Esse processo é característico de muitas civilizações antigas, mas na China atingiu um refinamento especial. Os heróis culturais míticos foram organizados em dinastias, receberam anos de reinado e foram dotados de biografias detalhadas. O resultado é um panteão de figuras lendárias que define a tradição chinesa até os dias de hoje.
Os Três Reis Perfeitos e os Cinco Imperadores Primordiais
Nos antigos escritos, dois governantes são mencionados no início da história: Yao e Shun. Juntamente com Yu — o fundador mítico da dinastia Xia — são conhecidos como os "Três Reis Perfeitos": governantes ideais que conduziram o seu povo com sabedoria e virtude. Mais tarde, a lista foi ampliada para cinco imperadores primordiais, começando pelo Imperador Amarelo Huang Di, seguido por Shao Hao, Zhuan Xu, Diku, Yao e Shun — cada um ligado a uma estação, uma cor, uma direção e um elemento da teoria dos Cinco Elementos.
Huang Di: o Imperador Amarelo e fundador da MTC
De todas as figuras míticas da pré-história chinesa, Huang Di é a mais determinante para a Medicina Tradicional Chinesa. O Imperador Amarelo — cujo nome remete à terra amarela de sua região natal, com Huang significando "amarelo" e Di significando "imperador" — é considerado o fundador da cultura chinesa em sentido amplo: da invenção da escrita e do calendário até os fundamentos da medicina.
Diz-se que Huang Di viveu de 2697 a 2596 a.C. e que chegou a aproximadamente cem anos de idade. Sua contribuição mais duradoura para a humanidade é o Huang Di Nei Jing — o Cânone Interno do Imperador Amarelo — que até hoje é considerado a obra fundamental mais autorizada da Medicina Tradicional Chinesa. O Nei Jing surgiu das conversas que Huang Di manteve com seus médicos Qi Bo, Gui Yu Qu e Lei Gong. Ao registrar esses diálogos, estabeleceu o fundamento teórico da MTC.
O Huang Di Nei Jing: do xamã ao médico
O Huang Di Nei Jing consiste em duas partes. A primeira, o Su Wen (Questões sobre o fundamento), trata dos fundamentos teóricos da medicina: Yin-Yang, os Cinco Elementos, as funções dos órgãos, a patologia e os princípios terapêuticos. A segunda, o Ling Shu (O Pivô Espiritual), concentra-se na prática da acupuntura: os meridianos, os pontos e as técnicas de inserção.
O Su Wen representa um ponto de viragem histórico: a transição de uma forma xamânica e ritual de cura para uma medicina racional baseada na observação. Foi a primeira grande tentativa de compreender o corpo humano, a doença e a cura por meio de princípios naturais, em vez de intervenções sobrenaturais. Ao longo dos séculos, o Su Wen foi reescrito e ampliado várias vezes. A versão que hoje conhecemos é a do erudito da dinastia Tang Wang Bing, que editou e comentou a obra em 762 d.C.
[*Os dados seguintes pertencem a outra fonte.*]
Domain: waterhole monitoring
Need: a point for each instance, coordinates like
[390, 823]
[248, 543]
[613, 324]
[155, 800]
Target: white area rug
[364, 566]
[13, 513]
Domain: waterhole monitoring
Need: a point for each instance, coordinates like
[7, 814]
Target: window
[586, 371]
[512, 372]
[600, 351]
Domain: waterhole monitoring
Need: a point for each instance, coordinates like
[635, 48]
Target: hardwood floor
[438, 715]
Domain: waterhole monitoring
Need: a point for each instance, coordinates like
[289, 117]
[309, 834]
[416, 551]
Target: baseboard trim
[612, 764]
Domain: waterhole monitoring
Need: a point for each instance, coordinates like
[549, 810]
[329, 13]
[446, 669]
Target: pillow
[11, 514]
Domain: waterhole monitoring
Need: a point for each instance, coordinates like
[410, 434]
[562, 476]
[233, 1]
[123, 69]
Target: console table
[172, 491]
Conclusão: o mito como fundamento
O tempo mítico da China não é assunto secundário para o estudante de MTC — é o fundamento. As figuras de Huang Di, Yao, Shun e dos outros imperadores primordiais são mais do que nomes lendários: representam os valores culturais, os princípios filosóficos e os conhecimentos médicos que definem a MTC até hoje. Quem compreende o tempo mítico compreende por que a MTC está tão profundamente enraizada na cultura chinesa — e por que, após mais de dois mil anos, continua viva e relevante.